Should I decamp, leaving Mrs H and PTD in their cosy slumber, in the welcoming, all-embracing, cosy folds of the duvet? Could I really thrust a limb out from the warm depths of the bed into the cold air of the room - only to be followed by the rest of my hitherto blissfully toastie-warm body?
Or would I be a coward and decide that a rumbling tumski was a price worth paying for more time snoozing?
In our opulent world, figuratively speaking, this is what comes close to a moral dilemma.
|Do I have to get up?|
I am, if nothing else a coward who fears the cold air of the morning.
Here endeth the lesson.
Except... it did cross my mind that if I were a decadent liberal, a homosexualist trying to rip apart societal norms or just a lazy student, I would probably have some cold half-eaten (even day old) foodstuff to hand and some flat old beer nearby to wash it down with.

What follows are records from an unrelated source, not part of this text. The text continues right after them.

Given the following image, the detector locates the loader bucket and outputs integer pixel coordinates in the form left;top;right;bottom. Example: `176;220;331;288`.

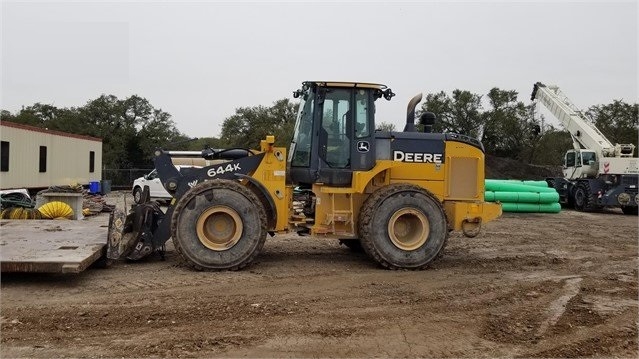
106;208;138;260
106;184;166;261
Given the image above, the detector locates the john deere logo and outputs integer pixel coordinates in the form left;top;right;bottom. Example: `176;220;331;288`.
357;141;370;153
393;150;442;163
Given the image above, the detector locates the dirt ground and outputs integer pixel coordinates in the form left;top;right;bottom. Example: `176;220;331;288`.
1;203;637;358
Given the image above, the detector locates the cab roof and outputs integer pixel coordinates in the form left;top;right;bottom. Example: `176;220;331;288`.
303;81;388;90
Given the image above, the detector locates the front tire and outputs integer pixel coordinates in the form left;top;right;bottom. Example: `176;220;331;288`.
621;206;638;215
171;179;267;271
359;184;448;270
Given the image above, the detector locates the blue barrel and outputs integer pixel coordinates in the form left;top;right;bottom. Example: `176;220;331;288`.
89;181;101;194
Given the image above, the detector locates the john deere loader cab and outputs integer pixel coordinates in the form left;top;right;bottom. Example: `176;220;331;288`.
289;81;394;187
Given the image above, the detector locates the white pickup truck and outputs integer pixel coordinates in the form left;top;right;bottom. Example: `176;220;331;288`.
132;165;200;203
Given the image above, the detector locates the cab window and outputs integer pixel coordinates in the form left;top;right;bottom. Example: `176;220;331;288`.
355;90;369;138
581;151;596;165
321;89;350;168
565;151;576;167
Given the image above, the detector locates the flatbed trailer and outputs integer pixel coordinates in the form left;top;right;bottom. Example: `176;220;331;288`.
0;219;108;274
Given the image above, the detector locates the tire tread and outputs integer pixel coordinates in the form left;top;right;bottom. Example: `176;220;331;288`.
359;184;448;270
170;179;267;271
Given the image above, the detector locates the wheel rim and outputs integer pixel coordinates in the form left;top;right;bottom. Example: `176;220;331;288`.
387;208;429;251
134;190;141;203
196;205;243;251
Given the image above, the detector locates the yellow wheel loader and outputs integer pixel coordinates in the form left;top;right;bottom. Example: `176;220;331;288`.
107;81;502;270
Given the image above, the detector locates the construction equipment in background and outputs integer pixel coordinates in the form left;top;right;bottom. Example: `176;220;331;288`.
531;82;639;214
108;81;502;270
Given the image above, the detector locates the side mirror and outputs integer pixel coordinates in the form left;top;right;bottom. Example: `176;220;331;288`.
143;175;149;180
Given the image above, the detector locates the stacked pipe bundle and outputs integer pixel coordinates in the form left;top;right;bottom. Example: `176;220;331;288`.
485;179;561;213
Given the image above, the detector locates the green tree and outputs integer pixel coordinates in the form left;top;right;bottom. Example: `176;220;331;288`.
376;121;396;132
9;103;75;129
530;127;573;165
136;108;185;164
585;100;638;152
0;110;13;121
1;95;184;169
220;99;298;149
182;137;225;151
78;95;140;169
482;88;540;160
421;90;484;138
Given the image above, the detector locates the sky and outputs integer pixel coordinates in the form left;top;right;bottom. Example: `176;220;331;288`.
1;1;637;138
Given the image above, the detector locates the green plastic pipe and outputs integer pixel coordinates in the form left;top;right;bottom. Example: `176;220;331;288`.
485;181;556;193
506;180;549;188
486;179;550;188
484;191;559;204
501;202;561;213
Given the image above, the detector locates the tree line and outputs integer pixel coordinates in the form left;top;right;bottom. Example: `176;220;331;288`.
420;88;638;165
1;95;187;170
1;88;636;174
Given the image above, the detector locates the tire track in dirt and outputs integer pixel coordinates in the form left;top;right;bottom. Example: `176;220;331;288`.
536;276;583;336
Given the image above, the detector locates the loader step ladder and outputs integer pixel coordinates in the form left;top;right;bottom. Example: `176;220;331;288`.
326;194;355;236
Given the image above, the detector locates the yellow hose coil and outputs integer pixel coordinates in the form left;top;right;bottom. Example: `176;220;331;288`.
38;201;74;219
10;207;23;219
0;207;42;219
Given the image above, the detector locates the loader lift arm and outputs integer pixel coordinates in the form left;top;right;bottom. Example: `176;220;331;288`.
108;150;266;260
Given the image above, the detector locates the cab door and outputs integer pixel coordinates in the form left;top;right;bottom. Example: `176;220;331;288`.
350;89;376;172
315;87;353;186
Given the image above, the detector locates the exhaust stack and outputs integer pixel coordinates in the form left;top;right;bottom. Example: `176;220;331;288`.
404;93;423;132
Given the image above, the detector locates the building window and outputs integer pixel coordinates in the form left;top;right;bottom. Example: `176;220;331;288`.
1;141;9;172
39;146;47;173
89;151;95;173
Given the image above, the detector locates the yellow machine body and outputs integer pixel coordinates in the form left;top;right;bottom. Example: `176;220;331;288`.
255;136;501;238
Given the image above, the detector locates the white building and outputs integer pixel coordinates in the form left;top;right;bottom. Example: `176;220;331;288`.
0;121;103;190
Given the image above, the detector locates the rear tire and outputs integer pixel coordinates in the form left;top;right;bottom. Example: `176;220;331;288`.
574;181;597;212
621;206;638;215
359;184;448;270
171;179;267;271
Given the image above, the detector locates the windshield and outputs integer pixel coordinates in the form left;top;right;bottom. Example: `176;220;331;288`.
289;90;315;167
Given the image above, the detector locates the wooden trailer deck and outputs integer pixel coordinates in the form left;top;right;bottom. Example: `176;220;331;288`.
0;218;108;274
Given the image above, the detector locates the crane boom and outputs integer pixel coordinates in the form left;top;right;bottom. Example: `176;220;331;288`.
530;82;621;156
530;82;638;214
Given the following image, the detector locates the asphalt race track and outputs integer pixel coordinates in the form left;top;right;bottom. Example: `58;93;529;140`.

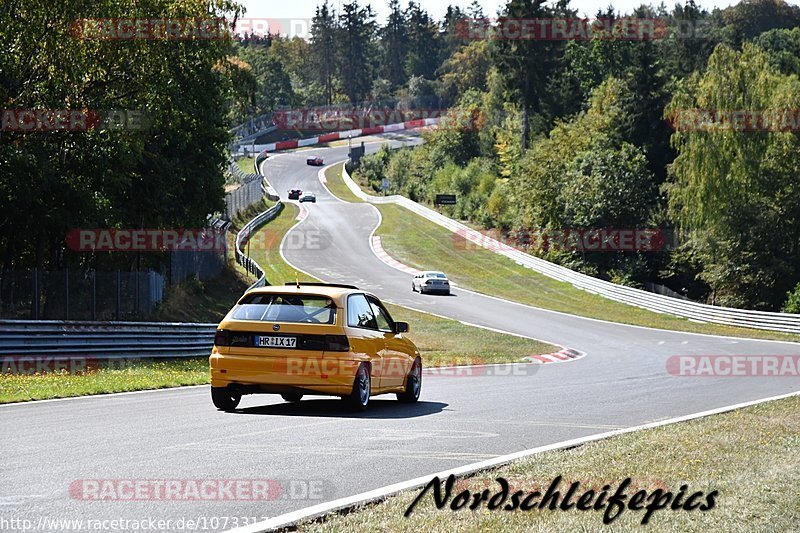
3;131;799;531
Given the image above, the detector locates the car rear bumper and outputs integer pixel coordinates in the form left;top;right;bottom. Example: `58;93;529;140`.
210;352;360;396
422;286;450;294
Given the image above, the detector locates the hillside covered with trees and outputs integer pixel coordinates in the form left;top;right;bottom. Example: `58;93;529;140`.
230;0;800;312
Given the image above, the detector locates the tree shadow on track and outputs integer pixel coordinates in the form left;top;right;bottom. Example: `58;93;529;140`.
232;399;447;419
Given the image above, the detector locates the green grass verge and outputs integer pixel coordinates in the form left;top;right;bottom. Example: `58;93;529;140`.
0;358;209;404
387;304;555;366
235;156;256;175
150;264;249;323
300;395;800;532
333;169;798;342
323;162;363;203
246;201;319;286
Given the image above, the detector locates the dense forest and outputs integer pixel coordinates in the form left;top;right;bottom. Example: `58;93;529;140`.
0;0;246;275
229;0;800;311
3;0;800;312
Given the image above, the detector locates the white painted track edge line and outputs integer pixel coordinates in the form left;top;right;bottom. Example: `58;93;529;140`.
225;389;800;533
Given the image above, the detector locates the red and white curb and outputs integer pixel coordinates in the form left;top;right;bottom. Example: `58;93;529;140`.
370;236;421;275
257;117;440;155
526;348;586;364
296;203;308;222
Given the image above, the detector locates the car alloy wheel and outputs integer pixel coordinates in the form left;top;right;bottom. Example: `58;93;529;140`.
348;363;370;411
397;358;421;403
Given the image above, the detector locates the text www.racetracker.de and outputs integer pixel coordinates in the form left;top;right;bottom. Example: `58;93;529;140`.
0;515;268;532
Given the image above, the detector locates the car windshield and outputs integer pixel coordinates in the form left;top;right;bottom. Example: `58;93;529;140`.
232;294;336;324
426;273;447;279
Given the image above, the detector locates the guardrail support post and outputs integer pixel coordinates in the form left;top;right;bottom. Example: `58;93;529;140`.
135;271;140;317
91;271;96;321
64;268;69;320
32;267;39;320
115;270;121;320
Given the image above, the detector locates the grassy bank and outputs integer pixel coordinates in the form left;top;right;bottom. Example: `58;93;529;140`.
0;358;209;404
150;265;249;323
301;394;800;532
235;156;256;175
244;201;319;286
332;167;798;342
323;162;363;203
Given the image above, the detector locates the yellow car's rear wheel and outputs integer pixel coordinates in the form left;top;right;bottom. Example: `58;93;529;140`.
211;387;241;411
281;392;303;402
346;363;370;411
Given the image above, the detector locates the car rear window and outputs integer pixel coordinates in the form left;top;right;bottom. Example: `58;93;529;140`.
426;273;447;278
232;294;336;324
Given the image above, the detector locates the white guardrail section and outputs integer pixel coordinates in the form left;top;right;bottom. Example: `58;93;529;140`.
341;166;800;334
233;151;284;291
234;201;283;291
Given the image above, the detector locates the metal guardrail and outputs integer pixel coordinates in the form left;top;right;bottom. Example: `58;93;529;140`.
230;112;276;143
341;165;800;335
0;320;216;358
235;202;283;291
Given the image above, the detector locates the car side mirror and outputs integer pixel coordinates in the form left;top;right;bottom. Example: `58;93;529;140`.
394;321;409;334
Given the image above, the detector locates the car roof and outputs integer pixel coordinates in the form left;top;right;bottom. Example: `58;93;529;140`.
422;271;447;276
243;283;367;301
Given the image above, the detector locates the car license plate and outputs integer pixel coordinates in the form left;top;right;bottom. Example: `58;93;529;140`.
255;336;297;348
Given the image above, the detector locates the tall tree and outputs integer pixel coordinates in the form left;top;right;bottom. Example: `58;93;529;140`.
666;43;800;309
311;0;338;105
404;2;440;80
491;0;566;148
0;0;238;272
379;0;408;90
337;1;377;104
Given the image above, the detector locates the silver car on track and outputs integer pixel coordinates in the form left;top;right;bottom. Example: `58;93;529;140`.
411;271;451;295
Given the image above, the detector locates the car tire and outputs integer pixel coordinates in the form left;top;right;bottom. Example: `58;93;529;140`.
211;387;241;411
397;358;422;403
281;392;303;402
347;363;370;411
411;283;416;292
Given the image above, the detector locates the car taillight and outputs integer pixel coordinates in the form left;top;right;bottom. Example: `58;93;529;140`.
214;330;231;346
324;335;350;352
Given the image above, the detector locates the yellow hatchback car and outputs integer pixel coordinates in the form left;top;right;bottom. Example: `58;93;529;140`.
210;283;422;411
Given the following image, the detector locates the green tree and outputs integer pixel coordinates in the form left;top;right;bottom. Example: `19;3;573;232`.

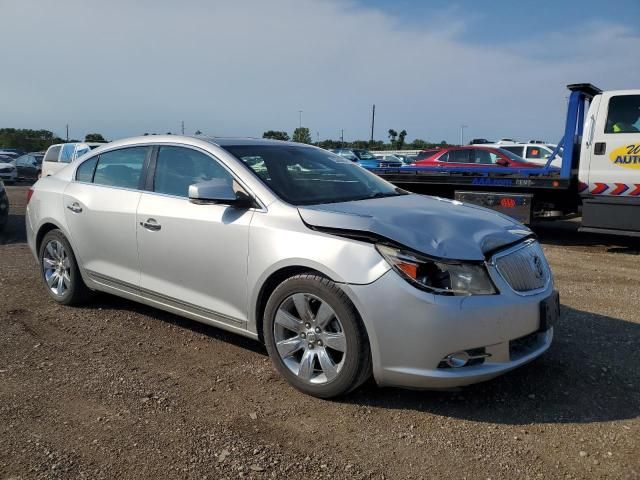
397;130;408;149
84;133;106;142
387;129;398;147
292;127;312;144
0;128;64;152
194;130;202;135
262;130;290;141
410;139;428;149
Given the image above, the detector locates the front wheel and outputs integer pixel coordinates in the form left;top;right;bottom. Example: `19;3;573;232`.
263;274;372;398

So whilst I initially thought that I was being decadent and lazy in turning back into the welcoming warmth of the Hurley bed, I now realise that in not behaving like someone intent on changing the millennial meaning of marriage, and embracing my hunger, I was in fact supporting the struggle of Catholic tradition, general goodness and the centrality of marriage as one man - one woman in society.
And I hadn't even done too much yet! The day could only get better from here on in!